Over the Garden Wall follows two brothers, Wirt (Elijah Wood) and Greg (Collin Dean), as they journey through a forest called The Unknown, trying to find their way back home. Along the way, they’re aided by a talking bluebird named Beatrice (Melanie Lynsky) and pursued by a mysterious woodsman (Christopher Lloyd). The Unknown is a magical land, equal parts fairy-tale and early American folklore.
The most striking thing about Over The Garden Wall, which aired in its entirety the first week of November with two episodes per night, is how spooky and atmospheric it’s willing to get. The premiere is essentially a scary story, and although there are episodes that are mostly slapstick, a lot of them deal with melancholy themes like death and loss. While Adventure Time began incorporating these elements more heavily after a couple years, OTGW has them from the very start. This is the story that creator Patrick McHale (an alum of Adventure Time and The Marvelous Misadventures of Flapjack) has chosen to tell and he trusts his audience to go deep from the outset.
The show’s premiere is particularly harsh. From the moment the audience meets Wirt and Greg, the pair is alone and lost. The supporting cast isn’t built out yet, and most of the episode is the two of them arguing and worrying about what’s in store for them. Greg lightens the mood from time to time (seriously, Collin Dean has some of the best line readings I’ve ever heard), but they’re also menaced by a monstrous dog. Even their victory at the end is a somewhat hollow one; although they escape with their lives, their temporary home is destroyed and they have to venture further into The Unknown.
The series is also a treat visually and musically. The Unknown is a malleable setting that allows the show to delve into a number of different genres over its run. One episode, “Schooltown Follies,” is a silly story about animals in school, while another, “Mad Love,” is a Southern Gothic piece about a wealthy businessman seeing a ghost in his mansion. The seventh episode is pretty much a straight-up witch story, reminiscent of the work of Emily Carroll. It’s probably my favorite of the series, creepy and atmospheric but balanced with a couple of really good jokes and some beautiful establishing shots. Backgrounds and incidental characters display the same flair and detail as those on Flapjack, but OTGW is more content to let scenes breathe and unfold slowly, without a reliance on mile-a-minute slapstick. “Lullaby in Frogland,” an episode about Wirt and Greg sneaking onto a riverboat run by frogs, has its share of sight gags, but it applies as much effort into establishing ambiance, like an old painting or a piece of classical music. Very little actually happens on the riverboat itself, but it’s an exceedingly beautiful collection of scenes and pieces of music.

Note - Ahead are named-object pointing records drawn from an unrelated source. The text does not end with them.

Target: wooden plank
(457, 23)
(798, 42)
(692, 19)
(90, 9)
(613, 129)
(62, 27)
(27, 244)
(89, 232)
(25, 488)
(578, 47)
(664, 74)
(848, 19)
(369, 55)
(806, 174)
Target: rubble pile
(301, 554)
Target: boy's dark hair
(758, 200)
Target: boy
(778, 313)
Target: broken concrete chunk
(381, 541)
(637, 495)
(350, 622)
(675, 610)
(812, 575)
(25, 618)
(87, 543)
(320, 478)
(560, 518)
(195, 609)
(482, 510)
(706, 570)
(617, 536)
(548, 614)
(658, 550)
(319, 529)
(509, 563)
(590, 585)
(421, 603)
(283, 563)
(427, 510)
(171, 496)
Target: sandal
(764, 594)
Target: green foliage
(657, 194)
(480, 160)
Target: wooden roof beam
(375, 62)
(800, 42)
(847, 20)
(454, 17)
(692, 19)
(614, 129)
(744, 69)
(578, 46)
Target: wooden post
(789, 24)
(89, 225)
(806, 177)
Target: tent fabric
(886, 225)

While there’s definitely influence from other works–some Miyazaki, lots of Betty Boop, a bit of Little Nemo in Slumberland—Over The Garden Wall is thoroughly its own animal. Thanks to its two leads, OTGW is a little more grounded than fairy tale stories. Elijah Wood brings layers and depth to the superficially whiny, sometimes shallow Wirt, and Collin Dean is a delight as Greg, evocative of everyone’s little brother or cousin or what-have-you. The core relationship between family has been explored in Cartoon Network series before, but it feels a bit more honest here, especially towards the end.

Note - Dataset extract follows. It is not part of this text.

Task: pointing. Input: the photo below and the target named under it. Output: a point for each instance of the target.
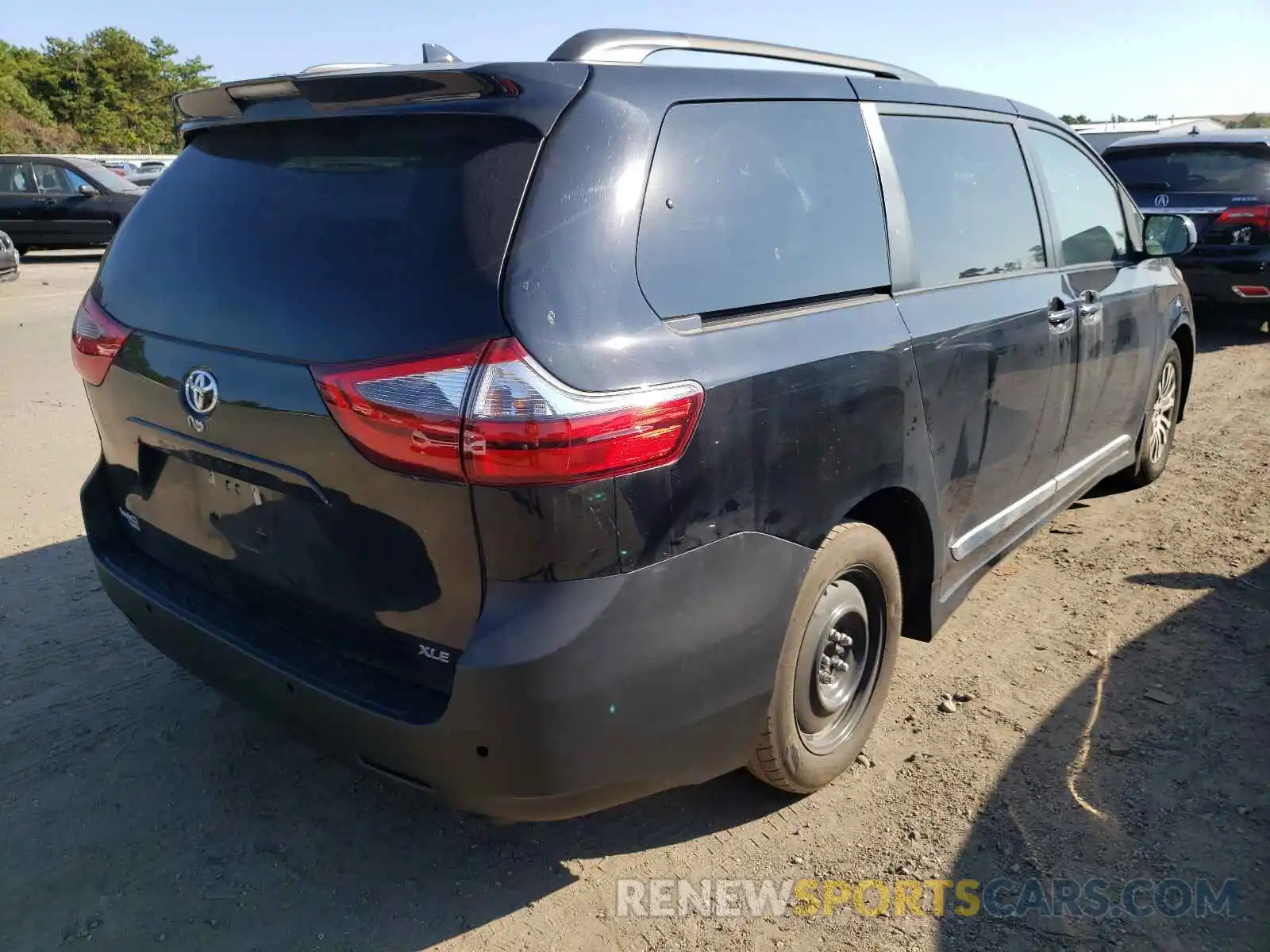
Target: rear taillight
(95, 340)
(492, 416)
(1257, 215)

One of the most impressive aspects of the series, however, is the ending. Don’t worry, I won’t spoil anything, but the fact that it’s a ten-episode miniseries from start to finish is an impressive break from typical corporate form. There are some tie-ins, like a one-shot comic story from BOOM! Studios and hopefully merchandise (sweet, sweet merch), but the producers haven’t stretched the story beyond what they planned to tell. It has a beginning, a middle, and an end. It says what it came to say and then leaves you to think about it. There’s an incredible level of maturity in that, especially in an era where everything is remade and adapted and turned into a trilogy. It’s a smart, deep, and occasionally spooky tale, and hopefully an indicator of the direction Cartoon Network Studios will continue to take in the future.
Over The Garden Wall is available for digital download, or on demand via cable and CartoonNetwork.com.